# Dads Christmas quilt!



## Stiffchick (Jul 18, 2012)

I was inspired by others quilts on here, and decided to try to make my dad a disappearing nine patch quilt for christmas. I am so happy with how fast it worked up! So here it is! Still needs a border, batting backing and binding and quilting lol, but the piecing is done!

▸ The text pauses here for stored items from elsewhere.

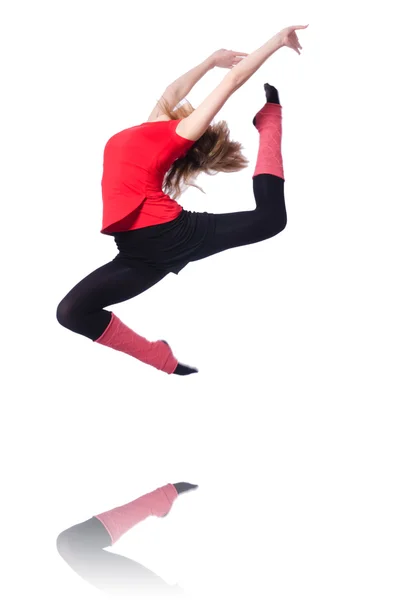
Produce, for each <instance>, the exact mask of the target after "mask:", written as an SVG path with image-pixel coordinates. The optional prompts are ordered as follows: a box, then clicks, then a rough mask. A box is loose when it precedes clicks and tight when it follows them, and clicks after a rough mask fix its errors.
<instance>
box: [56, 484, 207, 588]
mask: <svg viewBox="0 0 397 600" xmlns="http://www.w3.org/2000/svg"><path fill="white" fill-rule="evenodd" d="M197 487H198V486H197V485H192V484H191V483H185V482H181V483H175V484H170V483H169V484H167V485H164V486H162V487H160V488H157V489H156V490H154V491H153V492H150V493H149V494H145V495H144V496H141V497H140V498H137V499H136V500H133V501H132V502H129V503H128V504H125V505H123V506H119V507H117V508H114V509H112V510H109V511H107V512H104V513H101V514H99V515H97V516H95V517H92V518H91V519H89V520H88V521H84V522H83V523H79V524H78V525H73V527H70V528H69V529H66V530H65V531H63V532H62V533H61V534H60V535H59V536H58V539H57V548H58V552H59V554H60V555H61V557H62V558H63V559H64V560H65V561H66V563H67V564H68V565H69V566H70V567H71V568H72V569H73V570H74V571H75V572H76V573H77V574H78V575H80V577H82V578H83V579H84V580H85V581H87V582H88V583H91V584H92V585H94V586H95V587H97V588H98V589H101V590H103V591H108V592H113V593H115V592H116V591H117V592H119V593H124V592H127V593H129V594H131V593H133V592H134V593H140V594H142V593H149V594H150V595H151V596H152V594H154V593H155V594H156V597H166V596H167V597H168V596H174V595H178V596H180V595H183V590H181V588H179V587H178V586H171V585H168V584H167V583H166V582H165V581H163V580H162V579H161V578H160V577H159V576H158V575H156V574H155V573H153V572H152V571H150V570H149V569H147V568H146V567H144V566H143V565H141V564H140V563H138V562H135V561H133V560H131V559H129V558H126V557H125V556H120V555H118V554H114V552H107V551H106V550H104V548H107V547H109V546H113V544H115V543H116V542H117V540H118V539H120V537H121V536H122V535H123V534H124V533H126V532H127V531H129V530H130V529H131V528H132V527H134V526H135V525H137V524H138V523H140V522H142V521H143V520H145V519H147V518H148V517H150V516H157V517H164V516H166V515H167V514H168V513H169V512H170V510H171V507H172V505H173V503H174V502H175V500H176V498H177V497H178V496H179V495H180V494H183V493H186V492H189V491H191V490H194V489H196V488H197Z"/></svg>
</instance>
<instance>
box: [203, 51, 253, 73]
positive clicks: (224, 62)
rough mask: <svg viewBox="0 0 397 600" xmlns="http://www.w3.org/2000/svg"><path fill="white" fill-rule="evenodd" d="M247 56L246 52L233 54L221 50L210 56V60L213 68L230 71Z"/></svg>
mask: <svg viewBox="0 0 397 600" xmlns="http://www.w3.org/2000/svg"><path fill="white" fill-rule="evenodd" d="M246 56H248V54H247V53H246V52H234V51H233V50H225V49H224V48H221V49H220V50H217V51H216V52H214V53H213V54H211V60H212V63H213V65H214V67H221V68H222V69H231V68H232V67H235V66H236V65H238V63H239V62H241V61H242V60H243V58H245V57H246Z"/></svg>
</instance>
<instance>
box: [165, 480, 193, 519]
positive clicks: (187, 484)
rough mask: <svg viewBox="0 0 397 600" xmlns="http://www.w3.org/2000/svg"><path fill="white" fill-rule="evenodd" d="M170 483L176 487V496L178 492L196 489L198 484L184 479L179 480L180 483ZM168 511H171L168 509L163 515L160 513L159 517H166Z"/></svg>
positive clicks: (182, 491) (174, 487)
mask: <svg viewBox="0 0 397 600" xmlns="http://www.w3.org/2000/svg"><path fill="white" fill-rule="evenodd" d="M172 485H173V486H174V488H175V489H176V492H177V494H178V496H179V495H180V494H186V493H187V492H191V491H192V490H196V489H197V488H198V485H196V484H194V483H187V482H186V481H181V482H180V483H173V484H172ZM170 512H171V511H170V510H169V511H168V512H166V513H165V515H161V518H164V517H166V516H167V515H169V514H170Z"/></svg>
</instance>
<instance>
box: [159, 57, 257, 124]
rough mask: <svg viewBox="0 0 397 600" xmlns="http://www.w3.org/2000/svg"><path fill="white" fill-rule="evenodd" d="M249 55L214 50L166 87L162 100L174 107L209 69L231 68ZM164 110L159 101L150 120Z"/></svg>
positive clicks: (162, 96)
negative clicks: (165, 101) (206, 56)
mask: <svg viewBox="0 0 397 600" xmlns="http://www.w3.org/2000/svg"><path fill="white" fill-rule="evenodd" d="M246 56H248V54H247V53H246V52H235V51H233V50H224V49H221V50H217V51H216V52H213V53H212V54H211V55H210V56H208V58H206V59H205V60H204V61H203V62H202V63H200V64H199V65H197V66H196V67H193V69H190V71H188V72H187V73H185V74H184V75H181V76H180V77H178V79H176V80H175V81H173V82H172V83H171V84H170V85H169V86H167V88H166V89H165V91H164V93H163V95H162V96H161V100H163V101H164V100H165V101H166V102H167V103H168V104H169V105H170V106H171V107H172V108H175V106H176V105H177V104H178V102H180V101H181V100H182V99H183V98H186V96H187V95H188V93H189V92H190V91H191V90H192V89H193V87H194V86H195V85H196V83H197V82H198V81H200V79H201V78H202V77H204V75H205V74H206V73H208V71H211V69H214V68H215V67H222V68H224V69H231V68H233V67H235V66H236V65H238V63H239V62H240V61H241V60H243V58H244V57H246ZM161 114H162V110H161V107H160V106H159V102H157V104H156V106H155V107H154V109H153V110H152V112H151V113H150V115H149V118H148V121H154V120H155V119H158V118H159V117H161Z"/></svg>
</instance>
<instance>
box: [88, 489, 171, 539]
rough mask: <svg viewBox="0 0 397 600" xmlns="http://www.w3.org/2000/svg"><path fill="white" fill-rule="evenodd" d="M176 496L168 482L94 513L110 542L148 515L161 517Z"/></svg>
mask: <svg viewBox="0 0 397 600" xmlns="http://www.w3.org/2000/svg"><path fill="white" fill-rule="evenodd" d="M177 497H178V492H177V491H176V489H175V487H174V486H173V485H172V484H171V483H168V484H167V485H164V486H163V487H160V488H157V490H154V492H150V493H149V494H145V495H144V496H141V497H140V498H137V499H136V500H133V501H132V502H129V504H124V506H119V507H117V508H114V509H113V510H108V511H107V512H104V513H101V514H99V515H95V517H96V518H97V519H99V521H100V522H101V523H102V525H103V526H104V527H105V529H106V530H107V532H108V533H109V535H110V537H111V540H112V544H114V543H115V542H117V540H118V539H120V537H121V536H122V535H124V533H126V532H127V531H129V530H130V529H131V528H132V527H134V525H136V524H137V523H140V522H141V521H143V520H144V519H146V518H147V517H150V516H152V515H153V516H155V517H163V516H165V515H166V514H167V513H168V512H169V511H170V510H171V507H172V505H173V503H174V501H175V499H176V498H177Z"/></svg>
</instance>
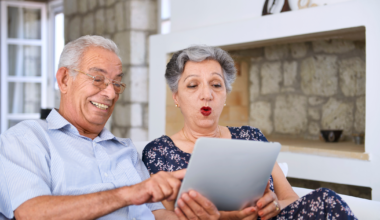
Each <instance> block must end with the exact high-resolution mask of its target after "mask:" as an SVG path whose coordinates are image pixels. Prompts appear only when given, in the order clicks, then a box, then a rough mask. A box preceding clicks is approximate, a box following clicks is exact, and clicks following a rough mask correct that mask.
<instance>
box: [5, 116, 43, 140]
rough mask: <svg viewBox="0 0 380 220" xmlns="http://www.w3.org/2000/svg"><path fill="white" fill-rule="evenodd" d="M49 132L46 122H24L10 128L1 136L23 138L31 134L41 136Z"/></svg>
mask: <svg viewBox="0 0 380 220" xmlns="http://www.w3.org/2000/svg"><path fill="white" fill-rule="evenodd" d="M46 131H47V123H46V121H45V120H40V119H38V120H24V121H21V122H19V123H17V124H16V125H14V126H12V127H11V128H9V129H8V130H7V131H5V132H4V133H2V134H1V136H2V137H7V136H16V137H23V136H26V135H31V134H39V133H44V132H46Z"/></svg>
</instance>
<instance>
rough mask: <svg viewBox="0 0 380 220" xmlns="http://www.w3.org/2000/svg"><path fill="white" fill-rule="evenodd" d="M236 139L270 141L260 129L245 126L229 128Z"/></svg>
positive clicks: (228, 128)
mask: <svg viewBox="0 0 380 220" xmlns="http://www.w3.org/2000/svg"><path fill="white" fill-rule="evenodd" d="M228 129H229V130H230V132H231V135H232V138H234V139H246V140H255V141H268V140H267V139H266V138H265V136H264V134H263V133H262V132H261V131H260V129H258V128H255V127H252V126H249V125H243V126H241V127H228Z"/></svg>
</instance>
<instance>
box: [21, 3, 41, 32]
mask: <svg viewBox="0 0 380 220" xmlns="http://www.w3.org/2000/svg"><path fill="white" fill-rule="evenodd" d="M23 18H24V19H23V20H24V38H25V39H41V10H40V9H30V8H23Z"/></svg>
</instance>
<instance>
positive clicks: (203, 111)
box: [201, 106, 212, 116]
mask: <svg viewBox="0 0 380 220" xmlns="http://www.w3.org/2000/svg"><path fill="white" fill-rule="evenodd" d="M211 112H212V108H210V107H206V106H203V107H202V108H201V113H202V115H204V116H209V115H210V114H211Z"/></svg>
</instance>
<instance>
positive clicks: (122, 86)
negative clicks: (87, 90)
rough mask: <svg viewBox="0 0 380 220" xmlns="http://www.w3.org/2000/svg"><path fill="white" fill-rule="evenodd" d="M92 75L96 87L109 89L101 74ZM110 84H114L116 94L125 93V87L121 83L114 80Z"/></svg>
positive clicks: (95, 74)
mask: <svg viewBox="0 0 380 220" xmlns="http://www.w3.org/2000/svg"><path fill="white" fill-rule="evenodd" d="M90 74H91V75H93V76H94V81H93V85H94V86H97V87H99V88H101V89H105V88H107V86H108V84H106V83H105V77H104V76H102V75H101V73H98V72H91V73H90ZM110 83H112V84H113V88H114V90H115V92H116V93H118V94H121V93H123V91H124V89H125V86H124V85H123V84H122V83H121V82H117V81H114V80H112V81H110Z"/></svg>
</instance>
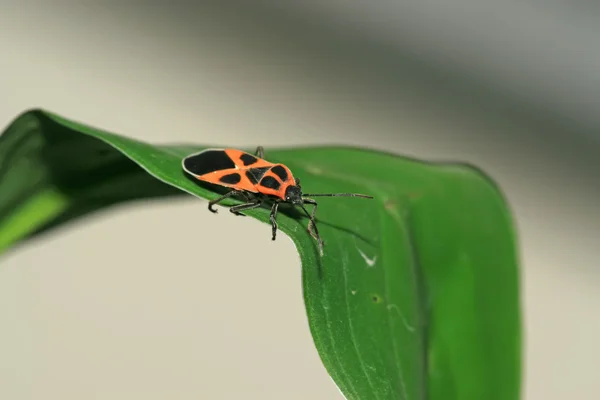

I hope these links work, I still cannot post attachments, and am new to picassa

https://picasaweb.google.com/114983474542266102409/November92012#5808767797497940370

https://picasaweb.google.com/114983474542266102409/November92012#5808767757285913378


----------



## DarleneJ (Jan 29, 2012)

The links don't work. Your handiwork sounds beautiful. Would love to see it.


----------



## Stiffchick (Jul 18, 2012)

I think I fixed it. I think I had them set so only I could see them, lol that dosent help anyone.


----------



## PonderosaQ (Jan 12, 2004)

Very nice my dad would have loved that.


----------



## CJ (May 10, 2002)

Nicely done and great color choices! Your dad will love it!


----------



## Stiffchick (Jul 18, 2012)

Thank you, I hope so. His favorite color is blue, but I couldnt find any that spoke to me. I did find one I love that I will buy for the backing, but dark green colors picked me lol and the other two, the ladies at the fabric store helped me choose. I was there over 2hours just staring at the bolts with my eyes blurred lol.


----------



## Belfrybat (Feb 21, 2003)

Your quilt is lovely. I really like the disappearing nine patch -- it looks good in both scrappy and controlled. I'm sure your dad will love it.


----------



## Ruby (May 10, 2002)

That's pretty. I love green.


----------



## HorseMom (Jul 31, 2005)

Very nice1 I bet he'll love it!
Heidi


----------



## Stiffchick (Jul 18, 2012)

Thank you I hope so. So, Sister and Dad are done. Mom still to go, I have a few ideas but nothing solid, other than it will be applique. And If I have time (and hopefully I will) I would like to make at least one, if not one each for my MIL and FIL.


----------



## bopeep (Apr 2, 2007)

BEAUTIFUL !!!!!!!!!!!!!!!!!!
I Love the green !!!!!!!!!!!!
Your Dad is a Blessd man !!!!
bopeep


----------



## DarleneJ (Jan 29, 2012)

It's just beautiful! Your dad will be so blessed by his creative and talented daughter.


----------



## ginnie5 (Jul 15, 2003)

beautiful!


----------



## hmsteader71 (Mar 16, 2006)

That's a great job!


----------



## AngieM2 (May 10, 2002)

That sure is very nice. I'm sure your Dad will love it.

Good luck on getting everything else you listed, done to your time table.


----------



## Barn Yarns (Oct 7, 2012)

I know your Dad will love it! looks awesome with the greens =)


----------



## Karen (Apr 17, 2002)

Beautiful! I know he will cherish it.


----------